Is it constitutional?
Generally, one should be skeptical when someone proposes a simple solution to a seemingly intractable question. This is no exception. If enacted, this law would almost certainly face a constitutional challenge. Before reviewing both sides, let me start with a disclaimer: I am not a lawyer or constitutional expert.
Arguments against constitutionality
As quoted above, Article II section 1 clearly grants the legislature of each state discretion over how electors are selected. In an 1892 decision, the Supreme Court specified that this clause granted a wide range of discretion:
The constitution does not provide that the appointment of electors shall be by popular vote, nor that the electors shall be voted for upon a general ticket, nor that the majority of those who exercise the elective franchise can alone choose the electors. It recognizes that the people act through their representatives in the legislature, and leaves it to the legislature exclusively to define the method of effecting the object.
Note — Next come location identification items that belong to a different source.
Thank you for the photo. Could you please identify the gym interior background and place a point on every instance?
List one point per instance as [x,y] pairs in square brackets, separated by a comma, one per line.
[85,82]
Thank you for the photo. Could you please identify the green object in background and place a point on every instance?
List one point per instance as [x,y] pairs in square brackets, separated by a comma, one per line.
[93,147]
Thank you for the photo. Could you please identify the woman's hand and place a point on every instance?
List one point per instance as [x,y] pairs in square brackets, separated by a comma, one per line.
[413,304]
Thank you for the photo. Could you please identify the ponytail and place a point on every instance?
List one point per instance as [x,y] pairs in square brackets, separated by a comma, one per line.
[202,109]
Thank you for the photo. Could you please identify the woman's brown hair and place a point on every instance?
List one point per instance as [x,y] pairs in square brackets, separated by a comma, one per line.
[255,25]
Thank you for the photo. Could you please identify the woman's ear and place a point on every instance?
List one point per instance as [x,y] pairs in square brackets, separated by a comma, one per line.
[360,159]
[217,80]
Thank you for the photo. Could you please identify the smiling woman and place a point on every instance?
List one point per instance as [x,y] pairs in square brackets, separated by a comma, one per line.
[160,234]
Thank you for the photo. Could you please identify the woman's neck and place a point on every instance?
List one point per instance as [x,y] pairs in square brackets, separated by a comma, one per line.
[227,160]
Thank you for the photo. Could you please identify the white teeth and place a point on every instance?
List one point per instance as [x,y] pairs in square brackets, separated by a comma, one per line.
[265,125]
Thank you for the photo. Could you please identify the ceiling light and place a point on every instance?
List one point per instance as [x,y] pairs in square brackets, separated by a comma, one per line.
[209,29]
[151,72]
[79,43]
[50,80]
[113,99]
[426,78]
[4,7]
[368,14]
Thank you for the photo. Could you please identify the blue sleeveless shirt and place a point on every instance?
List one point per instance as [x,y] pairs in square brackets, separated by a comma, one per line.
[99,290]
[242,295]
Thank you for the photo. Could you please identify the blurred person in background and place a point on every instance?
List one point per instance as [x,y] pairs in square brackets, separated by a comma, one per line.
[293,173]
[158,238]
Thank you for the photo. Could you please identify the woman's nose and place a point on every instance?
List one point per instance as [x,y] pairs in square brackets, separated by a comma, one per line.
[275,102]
Furthermore, threatening to deprive a state of its electoral votes if it fails to adopt the "right" method is arguably coercive. Here, the Medicaid section of the Supreme Court's 2012 Obamacare decision may be applicable: If the punishment for a state that refuses to conform is out of proportion, it is an infringement on federalism.
Any good constitutional argument features competing values. In this case, the competing value is equality of citizens, as embodied in the "equal protection" clause of the 14th Amendment. Larry Lessig makes this case against the unit rule. Key to his argument is that the unit rule (or winner-take-all) laws adopted by states are the main source of distortion.
One could further defend the law by arguing that state legislatures' discretion applies to the process of choosing electors — popular vote, legislative selection, poker tournament, Hunger Games competition — but Congress may protect the equality of citizens by ensuring that the substantive allocation of electors reflects the preferences of each state's voters.
This proposal would not completely ensure the equal effect of each voter in presidential elections, but it would substantially reduce the distortion caused by the use of winner-take-all rules in 48 states and the District of Columbia.